On y (re)découvre notamment le parcours singulier du “brillant globe-trotter géographe anarchiste Élisée Reclus, qui critiquait tout à la fois le productivisme, le nationalisme, la colonialisme, l’impérialisme et le marxisme, auquel il reprochait sa vision trop uniquement économique”… Il n’est pas inutile le rappel que si Louis XIV ne s’était pas fait arracher la signature de la révocation de l’Édit de Nantes par Madame de Maintenon, nombre de familles ne se seraient pas exilées, notamment, celles de grands découvreurs à commencer par les météorologues qui auraient renforcé l’essor de la science française aux XVIIIe et XIXe siècles (que la Terreur puis la répression de la Commune ont également contribué à affaiblir)… Sont également abordés : le rôle des rivalités et prés-carrés entre les mandarins français de la géophysique externe et interne, expliquant en partie les polémiques suite aux provocations d’un Claude Allègre sur l’imposture climatique ainsi que l’influence des doctrines apocalyptiques qui, des zoroastriens aux millénaristes évangéliques, ont irrigué la civilisation judéo-chrétienneet par bien des égards encore les idées sur l’issue de la crise écologique.

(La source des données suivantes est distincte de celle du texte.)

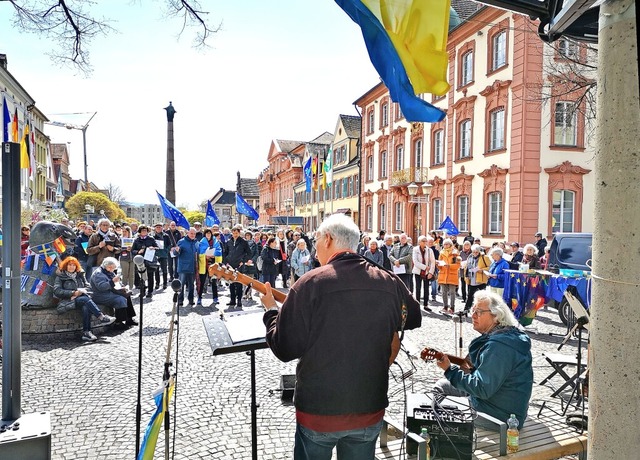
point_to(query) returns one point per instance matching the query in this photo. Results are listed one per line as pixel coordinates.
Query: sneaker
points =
(106, 319)
(88, 336)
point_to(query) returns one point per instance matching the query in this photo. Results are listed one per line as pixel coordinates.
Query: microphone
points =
(139, 262)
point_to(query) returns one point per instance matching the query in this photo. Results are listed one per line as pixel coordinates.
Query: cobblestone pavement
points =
(90, 389)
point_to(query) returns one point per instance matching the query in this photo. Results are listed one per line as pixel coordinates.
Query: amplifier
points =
(450, 426)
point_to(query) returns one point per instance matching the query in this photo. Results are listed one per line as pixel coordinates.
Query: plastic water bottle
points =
(513, 435)
(424, 434)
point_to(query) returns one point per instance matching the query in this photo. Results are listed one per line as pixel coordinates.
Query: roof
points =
(352, 125)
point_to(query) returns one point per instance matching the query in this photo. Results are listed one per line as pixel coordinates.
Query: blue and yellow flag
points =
(407, 44)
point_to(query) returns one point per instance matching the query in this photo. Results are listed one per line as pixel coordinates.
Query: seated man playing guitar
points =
(496, 375)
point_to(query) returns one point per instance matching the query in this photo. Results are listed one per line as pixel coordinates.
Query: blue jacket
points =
(187, 255)
(498, 268)
(502, 380)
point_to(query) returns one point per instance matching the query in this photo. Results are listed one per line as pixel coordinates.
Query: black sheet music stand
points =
(221, 344)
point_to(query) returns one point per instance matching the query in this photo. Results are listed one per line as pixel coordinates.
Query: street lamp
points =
(82, 128)
(412, 188)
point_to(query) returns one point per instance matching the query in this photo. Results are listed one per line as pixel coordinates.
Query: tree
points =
(72, 25)
(98, 201)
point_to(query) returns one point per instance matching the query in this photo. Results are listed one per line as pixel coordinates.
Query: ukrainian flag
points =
(406, 41)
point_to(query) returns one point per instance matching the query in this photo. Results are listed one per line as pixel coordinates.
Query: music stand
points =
(222, 344)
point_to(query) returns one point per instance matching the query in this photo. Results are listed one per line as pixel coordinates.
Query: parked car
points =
(569, 253)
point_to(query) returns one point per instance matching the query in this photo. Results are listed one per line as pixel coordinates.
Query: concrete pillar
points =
(614, 393)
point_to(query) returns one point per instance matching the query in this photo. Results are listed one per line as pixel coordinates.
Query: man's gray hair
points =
(109, 262)
(498, 307)
(342, 230)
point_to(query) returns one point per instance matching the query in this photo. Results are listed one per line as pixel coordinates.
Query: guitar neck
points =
(235, 277)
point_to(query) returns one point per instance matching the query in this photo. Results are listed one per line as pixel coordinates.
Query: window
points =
(369, 168)
(383, 164)
(562, 212)
(399, 163)
(438, 147)
(495, 213)
(437, 212)
(466, 71)
(465, 139)
(463, 213)
(418, 153)
(496, 136)
(398, 216)
(499, 55)
(565, 126)
(383, 217)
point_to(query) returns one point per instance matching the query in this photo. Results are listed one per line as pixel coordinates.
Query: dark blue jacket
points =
(502, 380)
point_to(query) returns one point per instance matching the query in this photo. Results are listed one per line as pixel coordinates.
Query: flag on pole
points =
(328, 168)
(211, 217)
(173, 213)
(407, 44)
(307, 174)
(448, 226)
(162, 399)
(244, 208)
(6, 120)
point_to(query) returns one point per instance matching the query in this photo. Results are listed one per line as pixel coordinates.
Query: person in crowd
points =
(474, 273)
(465, 252)
(187, 250)
(163, 243)
(516, 256)
(541, 243)
(82, 245)
(270, 261)
(141, 245)
(431, 244)
(300, 259)
(374, 254)
(103, 243)
(284, 268)
(105, 292)
(345, 341)
(237, 254)
(174, 236)
(127, 267)
(499, 379)
(424, 265)
(497, 271)
(449, 262)
(531, 257)
(71, 288)
(25, 232)
(401, 255)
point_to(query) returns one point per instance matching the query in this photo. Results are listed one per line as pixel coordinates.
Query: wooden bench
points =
(541, 439)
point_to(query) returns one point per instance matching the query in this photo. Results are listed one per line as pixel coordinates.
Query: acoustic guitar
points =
(429, 354)
(234, 276)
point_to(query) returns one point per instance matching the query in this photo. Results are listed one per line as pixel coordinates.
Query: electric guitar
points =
(429, 354)
(234, 276)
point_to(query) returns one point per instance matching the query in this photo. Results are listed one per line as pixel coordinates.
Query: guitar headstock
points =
(429, 354)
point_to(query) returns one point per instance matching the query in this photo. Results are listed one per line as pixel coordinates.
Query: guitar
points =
(234, 276)
(429, 354)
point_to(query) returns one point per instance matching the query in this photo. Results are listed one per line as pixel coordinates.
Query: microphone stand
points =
(141, 270)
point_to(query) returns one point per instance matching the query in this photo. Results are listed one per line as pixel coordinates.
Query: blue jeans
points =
(187, 280)
(89, 308)
(359, 444)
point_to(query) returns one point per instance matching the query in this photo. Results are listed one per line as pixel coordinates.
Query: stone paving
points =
(90, 389)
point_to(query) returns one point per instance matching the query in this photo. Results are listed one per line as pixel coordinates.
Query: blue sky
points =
(277, 69)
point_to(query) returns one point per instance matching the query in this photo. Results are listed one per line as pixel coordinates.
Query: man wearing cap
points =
(541, 243)
(516, 256)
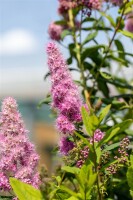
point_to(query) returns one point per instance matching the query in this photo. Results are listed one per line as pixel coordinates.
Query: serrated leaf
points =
(105, 75)
(90, 37)
(118, 128)
(112, 146)
(120, 49)
(69, 191)
(104, 112)
(111, 20)
(91, 122)
(84, 140)
(126, 33)
(25, 191)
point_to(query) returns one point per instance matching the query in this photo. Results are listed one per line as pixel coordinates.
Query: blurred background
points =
(23, 64)
(23, 39)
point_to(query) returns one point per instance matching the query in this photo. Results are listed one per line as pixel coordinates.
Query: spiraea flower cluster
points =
(55, 31)
(129, 22)
(65, 95)
(18, 157)
(65, 145)
(83, 155)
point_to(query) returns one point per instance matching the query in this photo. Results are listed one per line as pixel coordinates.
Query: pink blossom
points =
(18, 157)
(129, 22)
(65, 95)
(55, 31)
(65, 145)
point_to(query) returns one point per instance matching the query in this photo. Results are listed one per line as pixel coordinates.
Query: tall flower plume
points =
(18, 157)
(65, 95)
(55, 31)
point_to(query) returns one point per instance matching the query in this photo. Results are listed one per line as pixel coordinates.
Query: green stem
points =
(78, 46)
(96, 170)
(110, 43)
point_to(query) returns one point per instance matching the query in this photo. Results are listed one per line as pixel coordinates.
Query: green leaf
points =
(131, 160)
(72, 170)
(126, 33)
(64, 188)
(105, 75)
(111, 20)
(25, 191)
(120, 49)
(118, 128)
(102, 85)
(112, 146)
(87, 52)
(90, 37)
(84, 140)
(47, 100)
(104, 112)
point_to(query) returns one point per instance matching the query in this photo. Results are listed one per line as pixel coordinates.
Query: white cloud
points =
(17, 41)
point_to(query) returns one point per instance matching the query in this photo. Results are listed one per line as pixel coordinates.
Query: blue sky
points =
(23, 38)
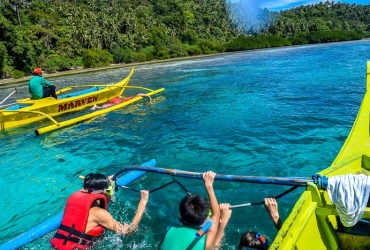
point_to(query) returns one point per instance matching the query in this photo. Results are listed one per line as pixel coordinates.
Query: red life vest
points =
(71, 233)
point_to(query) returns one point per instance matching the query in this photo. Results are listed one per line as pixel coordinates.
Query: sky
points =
(276, 5)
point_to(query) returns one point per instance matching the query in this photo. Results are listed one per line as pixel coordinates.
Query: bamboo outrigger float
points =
(313, 222)
(27, 111)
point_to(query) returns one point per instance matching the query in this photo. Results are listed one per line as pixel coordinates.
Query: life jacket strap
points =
(82, 238)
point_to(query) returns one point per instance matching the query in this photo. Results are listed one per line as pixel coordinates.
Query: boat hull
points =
(28, 111)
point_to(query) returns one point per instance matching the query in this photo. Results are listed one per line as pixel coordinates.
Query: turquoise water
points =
(275, 112)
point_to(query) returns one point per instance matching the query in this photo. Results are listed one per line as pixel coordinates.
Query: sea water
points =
(275, 112)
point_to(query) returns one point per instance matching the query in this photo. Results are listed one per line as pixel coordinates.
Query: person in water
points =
(86, 216)
(40, 88)
(118, 100)
(196, 214)
(255, 240)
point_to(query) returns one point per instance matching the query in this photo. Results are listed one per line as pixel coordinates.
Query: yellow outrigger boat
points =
(313, 222)
(28, 110)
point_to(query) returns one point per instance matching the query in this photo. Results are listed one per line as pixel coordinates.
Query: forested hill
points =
(58, 35)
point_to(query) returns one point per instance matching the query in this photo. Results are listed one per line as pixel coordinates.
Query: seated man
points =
(195, 215)
(86, 216)
(40, 88)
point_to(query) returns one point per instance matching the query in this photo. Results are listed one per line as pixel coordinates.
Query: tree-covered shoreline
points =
(61, 35)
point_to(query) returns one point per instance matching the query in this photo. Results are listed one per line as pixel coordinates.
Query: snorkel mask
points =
(261, 239)
(111, 190)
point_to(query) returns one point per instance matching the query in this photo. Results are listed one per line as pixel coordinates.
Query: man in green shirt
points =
(39, 87)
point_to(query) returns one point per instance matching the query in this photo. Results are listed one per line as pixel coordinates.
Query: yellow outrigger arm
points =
(63, 124)
(32, 112)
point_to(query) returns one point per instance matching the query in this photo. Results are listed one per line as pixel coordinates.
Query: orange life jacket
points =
(71, 233)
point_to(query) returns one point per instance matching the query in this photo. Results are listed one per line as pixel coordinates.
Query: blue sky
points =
(287, 4)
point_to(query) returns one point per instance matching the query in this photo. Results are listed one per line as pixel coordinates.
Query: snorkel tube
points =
(262, 239)
(203, 229)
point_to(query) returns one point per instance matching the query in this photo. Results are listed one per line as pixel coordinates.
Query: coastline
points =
(11, 82)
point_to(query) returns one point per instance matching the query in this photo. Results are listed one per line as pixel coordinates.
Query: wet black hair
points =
(249, 239)
(96, 182)
(194, 210)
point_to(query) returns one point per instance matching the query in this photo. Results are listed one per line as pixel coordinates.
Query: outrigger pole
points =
(6, 98)
(292, 181)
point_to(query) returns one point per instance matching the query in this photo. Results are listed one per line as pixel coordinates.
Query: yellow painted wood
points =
(92, 115)
(52, 107)
(313, 220)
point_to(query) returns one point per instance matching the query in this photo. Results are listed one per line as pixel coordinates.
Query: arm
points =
(208, 178)
(271, 207)
(224, 219)
(105, 219)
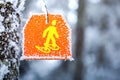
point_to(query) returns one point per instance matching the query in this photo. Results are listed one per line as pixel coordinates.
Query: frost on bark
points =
(10, 41)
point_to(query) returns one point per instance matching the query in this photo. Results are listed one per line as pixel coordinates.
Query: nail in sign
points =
(47, 41)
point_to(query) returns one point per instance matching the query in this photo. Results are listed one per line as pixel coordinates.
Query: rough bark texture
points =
(9, 41)
(79, 41)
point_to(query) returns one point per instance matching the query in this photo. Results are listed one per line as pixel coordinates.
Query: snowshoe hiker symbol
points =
(50, 34)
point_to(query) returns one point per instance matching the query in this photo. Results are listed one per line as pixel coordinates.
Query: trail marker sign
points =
(49, 41)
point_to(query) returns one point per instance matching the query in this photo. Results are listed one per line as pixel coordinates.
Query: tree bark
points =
(79, 41)
(10, 43)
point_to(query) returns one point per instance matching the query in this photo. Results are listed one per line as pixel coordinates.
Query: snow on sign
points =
(47, 41)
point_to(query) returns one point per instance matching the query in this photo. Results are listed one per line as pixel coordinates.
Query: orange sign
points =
(47, 40)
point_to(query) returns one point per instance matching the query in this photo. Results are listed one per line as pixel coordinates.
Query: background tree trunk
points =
(79, 41)
(10, 40)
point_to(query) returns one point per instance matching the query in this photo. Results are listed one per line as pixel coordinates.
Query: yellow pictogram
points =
(50, 34)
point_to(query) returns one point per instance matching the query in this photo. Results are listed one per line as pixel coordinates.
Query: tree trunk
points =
(10, 43)
(79, 41)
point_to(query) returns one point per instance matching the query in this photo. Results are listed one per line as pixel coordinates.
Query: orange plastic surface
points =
(47, 41)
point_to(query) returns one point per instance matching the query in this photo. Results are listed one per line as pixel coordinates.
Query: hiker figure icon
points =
(51, 35)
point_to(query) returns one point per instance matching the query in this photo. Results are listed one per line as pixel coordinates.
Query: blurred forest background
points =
(95, 28)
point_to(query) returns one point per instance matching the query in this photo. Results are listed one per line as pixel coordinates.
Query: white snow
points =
(3, 70)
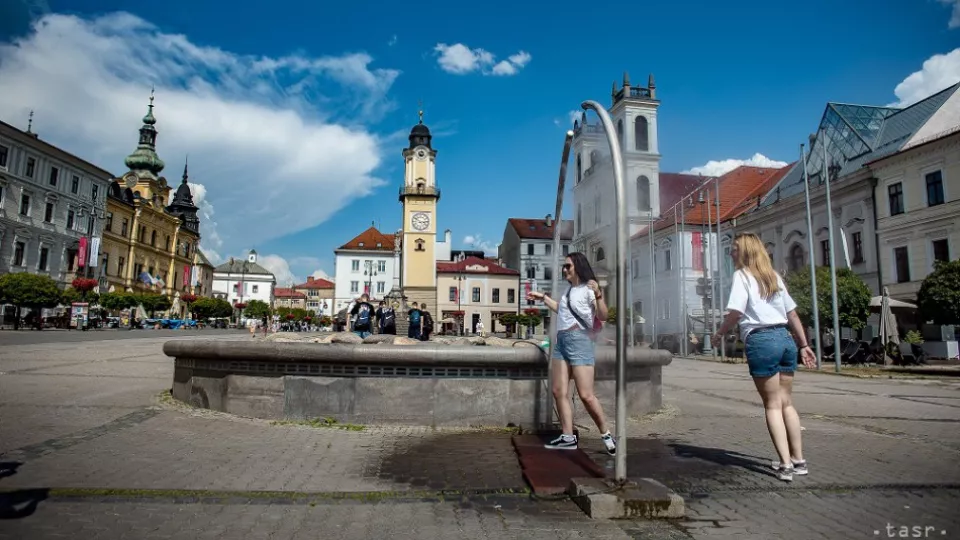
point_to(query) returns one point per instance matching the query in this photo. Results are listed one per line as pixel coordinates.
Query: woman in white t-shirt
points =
(573, 353)
(760, 303)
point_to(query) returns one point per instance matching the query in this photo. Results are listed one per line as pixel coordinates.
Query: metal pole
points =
(709, 259)
(555, 283)
(621, 280)
(813, 266)
(653, 285)
(681, 239)
(833, 260)
(723, 344)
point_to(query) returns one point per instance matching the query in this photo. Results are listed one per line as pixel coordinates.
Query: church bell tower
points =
(419, 196)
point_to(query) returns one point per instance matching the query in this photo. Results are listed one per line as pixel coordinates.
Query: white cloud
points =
(717, 168)
(955, 14)
(280, 268)
(476, 241)
(937, 73)
(460, 59)
(277, 142)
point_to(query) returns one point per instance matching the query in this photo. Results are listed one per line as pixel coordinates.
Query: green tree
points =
(26, 290)
(256, 309)
(939, 295)
(853, 298)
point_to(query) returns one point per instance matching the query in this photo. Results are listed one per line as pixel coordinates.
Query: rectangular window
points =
(18, 250)
(934, 188)
(857, 247)
(895, 194)
(902, 261)
(941, 250)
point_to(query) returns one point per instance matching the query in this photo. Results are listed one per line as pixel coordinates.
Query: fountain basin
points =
(430, 383)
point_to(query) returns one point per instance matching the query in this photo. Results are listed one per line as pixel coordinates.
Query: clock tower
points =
(419, 196)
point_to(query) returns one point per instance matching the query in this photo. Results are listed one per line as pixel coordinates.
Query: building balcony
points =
(430, 191)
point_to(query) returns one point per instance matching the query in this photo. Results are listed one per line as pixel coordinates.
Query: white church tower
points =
(634, 112)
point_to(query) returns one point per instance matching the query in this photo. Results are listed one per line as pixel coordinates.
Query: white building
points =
(367, 263)
(634, 111)
(49, 200)
(240, 281)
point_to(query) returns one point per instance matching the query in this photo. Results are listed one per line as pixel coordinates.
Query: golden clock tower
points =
(419, 196)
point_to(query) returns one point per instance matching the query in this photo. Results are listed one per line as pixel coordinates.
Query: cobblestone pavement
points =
(91, 452)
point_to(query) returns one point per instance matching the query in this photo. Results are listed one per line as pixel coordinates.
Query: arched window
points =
(643, 193)
(797, 258)
(641, 134)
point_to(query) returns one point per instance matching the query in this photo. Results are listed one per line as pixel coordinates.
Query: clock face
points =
(420, 221)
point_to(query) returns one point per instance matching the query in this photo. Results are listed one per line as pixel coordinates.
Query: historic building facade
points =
(49, 204)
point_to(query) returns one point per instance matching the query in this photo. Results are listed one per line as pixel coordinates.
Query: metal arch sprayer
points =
(621, 276)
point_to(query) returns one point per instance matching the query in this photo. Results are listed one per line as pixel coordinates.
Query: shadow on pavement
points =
(21, 503)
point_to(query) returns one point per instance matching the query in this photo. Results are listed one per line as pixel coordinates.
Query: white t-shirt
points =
(583, 301)
(758, 312)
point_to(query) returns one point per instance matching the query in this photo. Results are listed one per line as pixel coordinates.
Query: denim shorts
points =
(574, 347)
(771, 351)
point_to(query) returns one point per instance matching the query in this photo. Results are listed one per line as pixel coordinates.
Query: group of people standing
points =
(365, 318)
(759, 303)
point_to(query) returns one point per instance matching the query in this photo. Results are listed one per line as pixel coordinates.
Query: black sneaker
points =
(563, 442)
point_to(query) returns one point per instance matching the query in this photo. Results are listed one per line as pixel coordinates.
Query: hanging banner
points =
(82, 254)
(94, 251)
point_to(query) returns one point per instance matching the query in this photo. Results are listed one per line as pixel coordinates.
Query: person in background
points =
(362, 315)
(426, 327)
(760, 303)
(415, 317)
(574, 355)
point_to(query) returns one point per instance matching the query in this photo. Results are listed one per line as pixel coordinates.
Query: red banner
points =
(697, 244)
(82, 255)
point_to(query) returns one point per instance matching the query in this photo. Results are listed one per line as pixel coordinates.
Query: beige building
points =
(474, 289)
(289, 298)
(318, 295)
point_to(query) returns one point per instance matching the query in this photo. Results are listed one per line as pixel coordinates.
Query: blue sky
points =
(735, 79)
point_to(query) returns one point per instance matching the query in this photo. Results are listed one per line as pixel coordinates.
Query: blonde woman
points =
(760, 303)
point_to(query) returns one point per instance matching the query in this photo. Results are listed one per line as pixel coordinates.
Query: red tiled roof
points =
(739, 190)
(464, 267)
(281, 292)
(368, 240)
(315, 283)
(537, 229)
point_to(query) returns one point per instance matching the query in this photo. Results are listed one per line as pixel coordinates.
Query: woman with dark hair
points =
(573, 354)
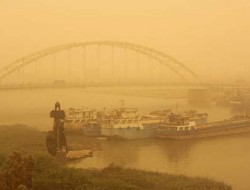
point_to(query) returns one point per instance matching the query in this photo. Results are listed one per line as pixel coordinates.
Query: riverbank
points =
(53, 175)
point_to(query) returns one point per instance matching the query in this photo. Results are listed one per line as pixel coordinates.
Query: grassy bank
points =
(51, 175)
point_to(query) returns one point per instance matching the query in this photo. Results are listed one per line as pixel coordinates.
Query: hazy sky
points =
(210, 36)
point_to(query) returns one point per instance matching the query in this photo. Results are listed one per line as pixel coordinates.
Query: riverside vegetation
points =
(25, 164)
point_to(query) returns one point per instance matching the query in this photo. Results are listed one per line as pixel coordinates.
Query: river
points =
(221, 158)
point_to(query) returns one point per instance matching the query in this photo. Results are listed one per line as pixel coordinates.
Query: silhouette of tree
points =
(19, 170)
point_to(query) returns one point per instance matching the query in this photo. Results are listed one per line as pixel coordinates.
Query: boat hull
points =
(128, 133)
(209, 130)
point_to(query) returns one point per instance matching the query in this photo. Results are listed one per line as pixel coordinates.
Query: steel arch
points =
(161, 57)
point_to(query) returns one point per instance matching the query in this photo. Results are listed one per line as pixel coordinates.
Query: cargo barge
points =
(186, 129)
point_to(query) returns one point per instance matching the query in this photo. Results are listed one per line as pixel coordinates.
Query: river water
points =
(225, 159)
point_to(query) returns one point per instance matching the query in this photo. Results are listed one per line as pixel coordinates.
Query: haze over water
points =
(210, 37)
(222, 158)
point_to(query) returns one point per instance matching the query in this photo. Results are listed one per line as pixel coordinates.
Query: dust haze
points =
(210, 37)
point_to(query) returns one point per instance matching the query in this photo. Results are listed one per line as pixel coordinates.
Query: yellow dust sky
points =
(212, 37)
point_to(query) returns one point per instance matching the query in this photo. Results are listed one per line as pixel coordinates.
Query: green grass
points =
(52, 175)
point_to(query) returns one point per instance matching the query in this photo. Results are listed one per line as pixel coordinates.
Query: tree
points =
(19, 170)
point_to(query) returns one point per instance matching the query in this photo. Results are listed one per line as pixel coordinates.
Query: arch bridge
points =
(96, 63)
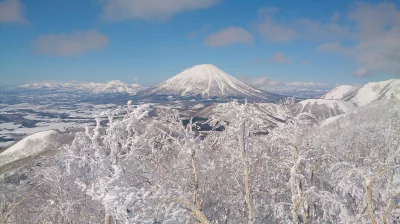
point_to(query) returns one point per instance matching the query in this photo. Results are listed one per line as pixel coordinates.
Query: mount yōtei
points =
(206, 80)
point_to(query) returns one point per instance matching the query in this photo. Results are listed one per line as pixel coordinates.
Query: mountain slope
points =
(114, 86)
(28, 146)
(265, 116)
(206, 80)
(339, 92)
(375, 91)
(323, 109)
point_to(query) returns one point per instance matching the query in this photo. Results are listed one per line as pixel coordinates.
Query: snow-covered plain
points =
(114, 86)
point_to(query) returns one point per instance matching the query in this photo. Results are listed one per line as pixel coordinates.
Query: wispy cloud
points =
(279, 58)
(266, 83)
(229, 36)
(161, 10)
(72, 44)
(196, 33)
(377, 45)
(12, 11)
(273, 31)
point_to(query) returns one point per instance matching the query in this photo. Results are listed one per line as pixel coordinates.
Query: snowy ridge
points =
(323, 109)
(375, 91)
(266, 115)
(339, 92)
(28, 146)
(208, 81)
(114, 86)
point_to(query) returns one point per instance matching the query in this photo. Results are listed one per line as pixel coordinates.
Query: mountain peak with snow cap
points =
(206, 80)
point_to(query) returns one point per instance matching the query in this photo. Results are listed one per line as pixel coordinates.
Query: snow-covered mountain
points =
(206, 80)
(323, 109)
(266, 116)
(114, 86)
(374, 91)
(29, 146)
(339, 92)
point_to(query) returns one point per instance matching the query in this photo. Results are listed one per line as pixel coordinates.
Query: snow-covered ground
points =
(208, 81)
(114, 86)
(29, 146)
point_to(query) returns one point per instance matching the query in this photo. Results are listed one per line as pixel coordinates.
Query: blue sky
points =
(264, 43)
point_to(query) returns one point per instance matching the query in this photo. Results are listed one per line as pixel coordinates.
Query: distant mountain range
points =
(114, 86)
(207, 81)
(344, 99)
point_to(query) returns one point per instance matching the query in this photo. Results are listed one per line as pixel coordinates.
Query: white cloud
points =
(377, 47)
(265, 83)
(229, 36)
(11, 11)
(305, 84)
(198, 32)
(279, 58)
(261, 82)
(272, 30)
(119, 10)
(72, 44)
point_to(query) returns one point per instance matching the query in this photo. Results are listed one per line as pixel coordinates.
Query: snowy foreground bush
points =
(142, 169)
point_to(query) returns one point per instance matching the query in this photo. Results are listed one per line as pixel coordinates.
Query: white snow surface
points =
(375, 91)
(338, 92)
(208, 81)
(114, 86)
(323, 109)
(40, 136)
(30, 146)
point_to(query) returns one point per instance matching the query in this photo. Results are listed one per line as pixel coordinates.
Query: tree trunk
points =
(388, 208)
(293, 190)
(196, 194)
(107, 219)
(369, 203)
(246, 175)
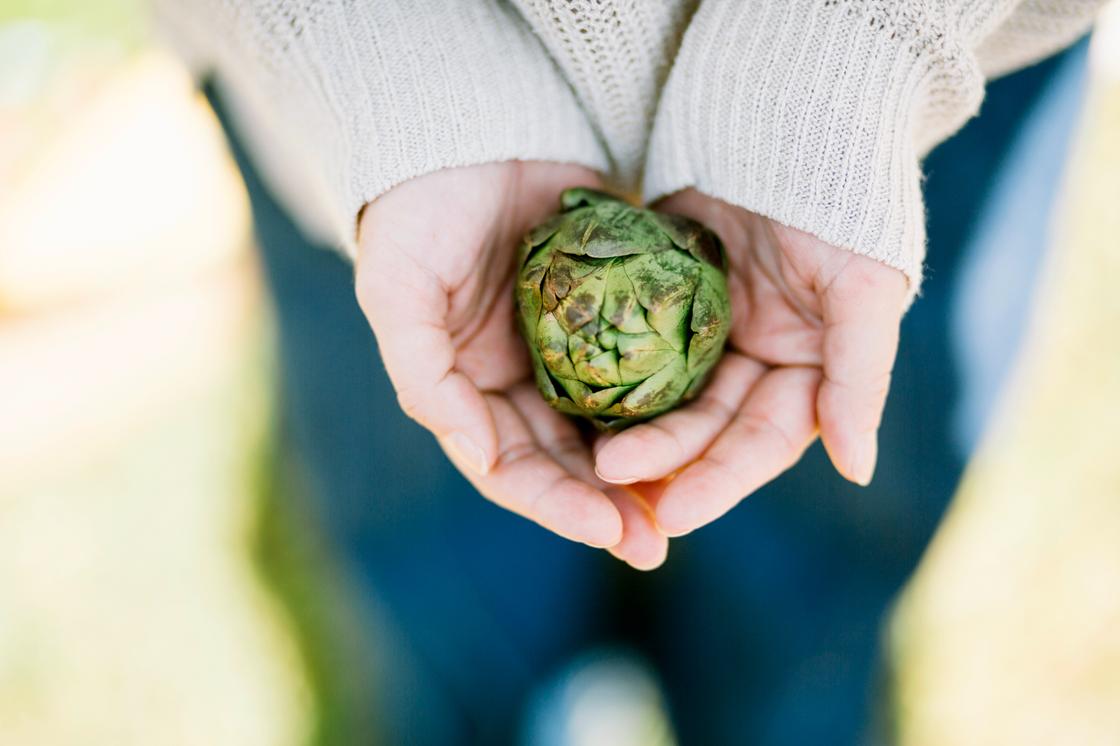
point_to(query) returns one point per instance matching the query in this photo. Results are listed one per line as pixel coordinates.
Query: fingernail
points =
(678, 525)
(466, 449)
(864, 468)
(615, 479)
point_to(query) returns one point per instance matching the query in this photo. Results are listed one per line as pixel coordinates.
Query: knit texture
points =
(817, 112)
(342, 101)
(812, 112)
(616, 54)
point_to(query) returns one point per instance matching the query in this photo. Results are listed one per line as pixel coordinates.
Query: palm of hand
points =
(435, 278)
(813, 339)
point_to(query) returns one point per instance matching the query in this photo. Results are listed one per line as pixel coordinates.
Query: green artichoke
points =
(625, 310)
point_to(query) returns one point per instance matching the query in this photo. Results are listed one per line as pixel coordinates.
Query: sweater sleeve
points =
(342, 101)
(815, 113)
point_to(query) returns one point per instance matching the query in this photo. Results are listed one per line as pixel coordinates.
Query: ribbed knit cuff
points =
(814, 113)
(342, 101)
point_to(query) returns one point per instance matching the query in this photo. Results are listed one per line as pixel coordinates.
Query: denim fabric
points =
(763, 626)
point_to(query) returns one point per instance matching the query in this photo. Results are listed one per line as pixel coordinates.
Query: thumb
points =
(407, 306)
(862, 306)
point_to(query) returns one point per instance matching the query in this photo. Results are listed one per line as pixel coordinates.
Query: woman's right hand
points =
(435, 277)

Un point de vue résolument optimiste

Le point de vue d’Alain Giraud-Ruby, cet amoureux de sciences, comme de l’humanité est lui résolument optimiste. À son sens, le passé était loin d’être un âge d’or et le futur, tant qu’il durera, ne sera pas un désastre. J’aimerais le suivre sur cette approche, où il imagine que se poursuit une coévolution de la Terre et de l’espèce humaine qui permettra à chacune d’aller au bout de leurs histoires respectives, “l’anthropocène” nouvelle ère géologique si dévastatrice pour l’air, l’eau, la terre et la biosphère, déjouant les prévisions de l’anthropomorphisme apocalyptique. Malheureusement je pense que les rapports de forces politiques et sociaux actuellement à l’œuvre dans le contexte de la mondialisation capitaliste, grèvent sûrement l’avenir de l’une et peut-être bien aussi celui de l’autre, au moins pour tout ce qui touche aux différentes formes de vie.

En outre, ce qui ne gâte rien, le style sert le propos : précis, haché lorsqu’il présente les faits et les acteur-trices de cette histoire des sciences, il devient plus ample, plus ouvert au doute, lorsqu’il s’agit d’effectuer des points d’étape, des synthèses, de tenter de cerner des évolutions ou d’essayer de mettre en rapport les découvertes avec les réponses qu’elles induisent sur le cours des idées, et sur les angoisses existentielles.

On trouve également les biographies et souvent les portraits de chaque chercheur-se, pour beaucoup injustement tombéEs dans l’oubli, ainsi qu’un index général et une bibliographie détaillée pour chacune des parties : l’introduction, “l’air”, “l’eau”, “la terre et le feu”, la postface.

600 pages donc pour bronzer encore moins idiotE que d’habitude !

Olivier Vinay

TERRE, une histoire des sciences de la planète , Alain Giraud-Ruby, Actes Sud, avril 2015.